|Seriously, where was this advice before it was too late?|
Back when I was officially a kid, I wanted nothing more than to be grown up. It seemed so damn cool, driving around in the cars everybody gets issued on their 16th birthday, collecting money at will out of those vending machines you needed that plastic card for, using cuss words stronger than "jeez" and "goshdarnit"...to a prepubescent child, that really sounds like the life. (Of course, I now know very fucking well that that's not how the first two work at all, which might be about 20% of the reason I do the third so much.)
All through my first 10 or so years, I may not have fully appreciated the golden age I was living in. These blissful days were for some sick reason dotted with fantasies of being a grownup. I dreamed my kidiot dreams of staying up all night, traveling the world, and generally doing whatever the fu--oops *quickly covers mouth*--heck I wanted. I honestly thought once high school (and college, because that's what automatically happens after high school) was celebrated with a graduation and a smooth, immediate transition into the work world, where each person was given the job they were best at and a house or apartment to live in while they saved up to get married and have a baby or something dumb like that.
Obviously I'm well aware by now that results may vary, bur what strikes me as so unfair is that nobody ever sat me down and explicitly explained to me that being an adult wasn't anything like that. Oh yeah, they told me vague, general nonsense like "if you do well in school, you'll get a good job", "you can do what you want when you have your own roof", and "if you really want something and work hard for it, you'll get it",and those things seemed to make sense, but I'm sure we know those things are as much bullshit as "everyone finds happiness one day", as people die every day with their happiness still in a great hiding spot.

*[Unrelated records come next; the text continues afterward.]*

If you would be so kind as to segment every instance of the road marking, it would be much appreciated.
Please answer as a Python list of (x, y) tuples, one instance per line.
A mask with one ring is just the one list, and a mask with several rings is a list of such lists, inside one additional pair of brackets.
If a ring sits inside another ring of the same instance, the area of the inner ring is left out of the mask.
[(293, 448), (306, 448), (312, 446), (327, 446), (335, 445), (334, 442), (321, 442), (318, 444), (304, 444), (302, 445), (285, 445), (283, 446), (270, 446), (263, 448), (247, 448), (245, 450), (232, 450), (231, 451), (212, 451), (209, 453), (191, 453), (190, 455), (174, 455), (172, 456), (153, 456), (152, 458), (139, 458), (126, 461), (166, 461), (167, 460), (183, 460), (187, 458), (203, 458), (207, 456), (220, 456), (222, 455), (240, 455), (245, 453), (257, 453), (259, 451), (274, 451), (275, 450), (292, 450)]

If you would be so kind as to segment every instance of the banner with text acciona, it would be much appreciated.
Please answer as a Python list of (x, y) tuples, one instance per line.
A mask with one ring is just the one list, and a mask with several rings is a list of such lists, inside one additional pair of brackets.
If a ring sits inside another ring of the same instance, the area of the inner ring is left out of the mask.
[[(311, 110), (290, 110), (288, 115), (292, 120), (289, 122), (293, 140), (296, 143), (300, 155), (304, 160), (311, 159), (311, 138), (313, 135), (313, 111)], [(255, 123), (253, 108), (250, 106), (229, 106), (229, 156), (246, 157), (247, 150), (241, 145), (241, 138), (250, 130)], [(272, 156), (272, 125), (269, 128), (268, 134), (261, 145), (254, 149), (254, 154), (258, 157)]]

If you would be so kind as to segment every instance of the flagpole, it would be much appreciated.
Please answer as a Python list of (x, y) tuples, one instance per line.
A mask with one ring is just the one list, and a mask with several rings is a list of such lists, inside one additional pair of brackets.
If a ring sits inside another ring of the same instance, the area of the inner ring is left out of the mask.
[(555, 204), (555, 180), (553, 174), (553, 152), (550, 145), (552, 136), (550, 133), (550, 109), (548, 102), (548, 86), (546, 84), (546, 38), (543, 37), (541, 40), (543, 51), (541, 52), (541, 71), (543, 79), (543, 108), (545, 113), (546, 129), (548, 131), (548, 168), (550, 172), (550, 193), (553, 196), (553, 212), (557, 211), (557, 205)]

I still feel a bit cheated looking around sometimes, well into my technical adulthood with very few of those lovely welcoming gifts. Sure, I actually get to go to bed when I want (kinda, I have to be up to be repeatedly smacked in the face by an infant in the morning...don't worry, I give them back too. It's called interaction.), I can technically do whatever I please as long as I don't mind being charged as an adult (financially or legally) for pretty much anything fun, and there is the area of my adult life I'll just collectively refer to as "Shannon", and those things are nice sometimes.
However, it's like any other job. Indeed, there can be benefits, but you have to put up with a lot of bullshit to get to them (and you probably won't get most of 'em for some extended probationary period). Being an adult is more responsibility than right.
It's less "chocolate cake for breakfast" and more "nothing for breakfast because I'm going to be late for something". It's less "buy whatever I want" and more "buy whatever I can get with the $54 I'll have left after the bills are paid". It's less " wake up whenever I want on weekends" and more "be awakened at the asscrack of morning by a wailing baby". (Hell, even to return to my example of something dumb, it was less "save up to have a baby" and more "suddenly get the unpleasant news that next year will contain a Fathers' Day for you".)
In short, it's the single biggest bait-and-switch long con in life and my parents pulled it to perfection. All my life they told me to grow up, and I trusted them...the magical life of commitments and compromise I live today is my rich reward for listening to that very poor advice. If Madoff was that talented in deception, he'd still be collecting people's pensions to this day. I mean, sure there's a thin ray of hope in being rich and thereby doing whatever the fuck I wanted...but they could have told me it was a 1% shot. (I'll have to sell a lot more books.) As I am the 99%, being an adult sucks almost that percentage of the time.
Maybe one day things will be different. Of course, that's what I've been saying since I was in OshKosh B'Gosh, but holding on to some pieces of my childhood is what keeps me going some days. I suspect that's the case with a lot of folk who suddenly found themselves in big boy pants. Still feels somehow crooked, though. As I sit typing this with my little humanoid pet crawling all over me, I sometimes think about how one day soon, he may look at me and my kindadult activities and think I'm living the good life just by having it last over 18 years. I might just let him think that for a while...my parents did it to me, so I guess it's only unfair, right?